No manual entry for regex in section 3

What is the problem? I think I am in an urgent need of such a man guide when programming with linux c.

crdlb
May 23rd, 2009, 07:16 AM
Install the manpages-dev package

huangyingw
May 23rd, 2009, 07:35 AM
Install the manpages-dev package
Thanks.

rich1939
May 23rd, 2009, 11:11 PM
Hello, my code is as bellow. I think my string "fafas.svn" should match my pattern ".(svn|cvs)$".

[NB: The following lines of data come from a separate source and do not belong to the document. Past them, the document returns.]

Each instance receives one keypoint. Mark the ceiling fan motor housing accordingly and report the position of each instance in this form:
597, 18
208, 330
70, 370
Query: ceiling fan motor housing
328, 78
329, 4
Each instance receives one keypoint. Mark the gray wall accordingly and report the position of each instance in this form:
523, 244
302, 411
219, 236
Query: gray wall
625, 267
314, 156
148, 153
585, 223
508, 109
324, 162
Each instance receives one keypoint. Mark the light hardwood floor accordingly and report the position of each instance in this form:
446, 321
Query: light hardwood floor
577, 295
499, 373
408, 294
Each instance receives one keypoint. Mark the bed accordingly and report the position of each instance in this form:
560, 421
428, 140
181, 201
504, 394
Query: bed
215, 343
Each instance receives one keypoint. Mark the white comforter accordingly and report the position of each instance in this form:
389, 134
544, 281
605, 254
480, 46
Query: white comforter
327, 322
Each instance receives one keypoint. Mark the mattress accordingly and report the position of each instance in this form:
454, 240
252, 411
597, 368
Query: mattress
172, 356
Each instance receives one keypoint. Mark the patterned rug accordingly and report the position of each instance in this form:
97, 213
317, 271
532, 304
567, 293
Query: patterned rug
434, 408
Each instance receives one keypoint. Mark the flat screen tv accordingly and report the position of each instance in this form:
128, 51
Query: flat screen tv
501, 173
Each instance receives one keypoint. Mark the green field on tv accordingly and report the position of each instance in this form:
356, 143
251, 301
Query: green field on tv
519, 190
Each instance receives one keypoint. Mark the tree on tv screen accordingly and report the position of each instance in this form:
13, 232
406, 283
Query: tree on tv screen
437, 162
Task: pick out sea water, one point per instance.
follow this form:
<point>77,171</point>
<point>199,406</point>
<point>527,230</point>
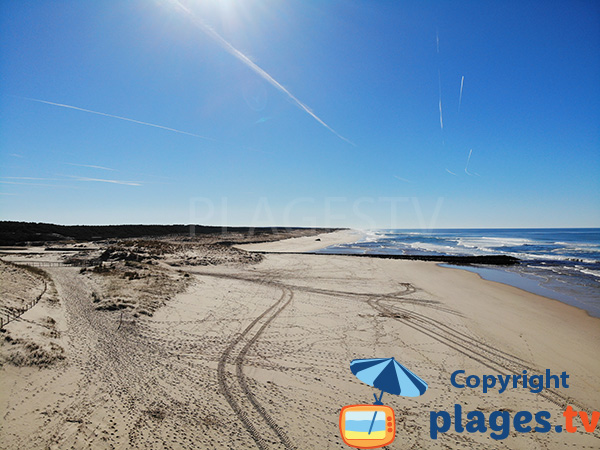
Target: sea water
<point>560,263</point>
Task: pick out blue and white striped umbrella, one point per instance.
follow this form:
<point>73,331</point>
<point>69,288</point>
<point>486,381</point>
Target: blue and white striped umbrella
<point>389,376</point>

This isn't specific to your problem, but I use the following in my C programs to handle regular expression matches:



zcPat = g_regex_new("^[0-9]{5}$|^[0-9]{5}-[0-9]{4}$", 0, 0, NULL);


That above code creates a pattern and then the code in my program to use it to validate the zipcode in a particular field in a form entry is as follows:



gboolean vzc(gchar *value, gboolean optional) // validate zipcode
{
if (!g_regex_match(zcPat, value, 0, NULL) && !optional)
{
return FALSE;
}
return TRUE;
}


In some cases, the zipcode is optional, so I pass it TRUE to avoid the match.

After you're finished using the regular expression, you need to unref it, as follows:



g_regex_unref(zcPat);


This approach seems a lot simpler to me.

huangyingw
May 24th, 2009, 11:39 AM
This isn't specific to your problem, but I use the following in my C programs to handle regular expression matches:



zcPat = g_regex_new("^[0-9]{5}$|^[0-9]{5}-[0-9]{4}$", 0, 0, NULL);


That above code creates a pattern and then the code in my program to use it to validate the zipcode in a particular field in a form entry is as follows:



gboolean vzc(gchar *value, gboolean optional) // validate zipcode
{
if (!g_regex_match(zcPat, value, 0, NULL) && !optional)
{
return FALSE;
}
return TRUE;
}


In some cases, the zipcode is optional, so I pass it TRUE to avoid the match.

After you're finished using the regular expression, you need to unref it, as follows:



g_regex_unref(zcPat);


This approach seems a lot simpler to me.
Yes, thanks, I will also try the method you mention.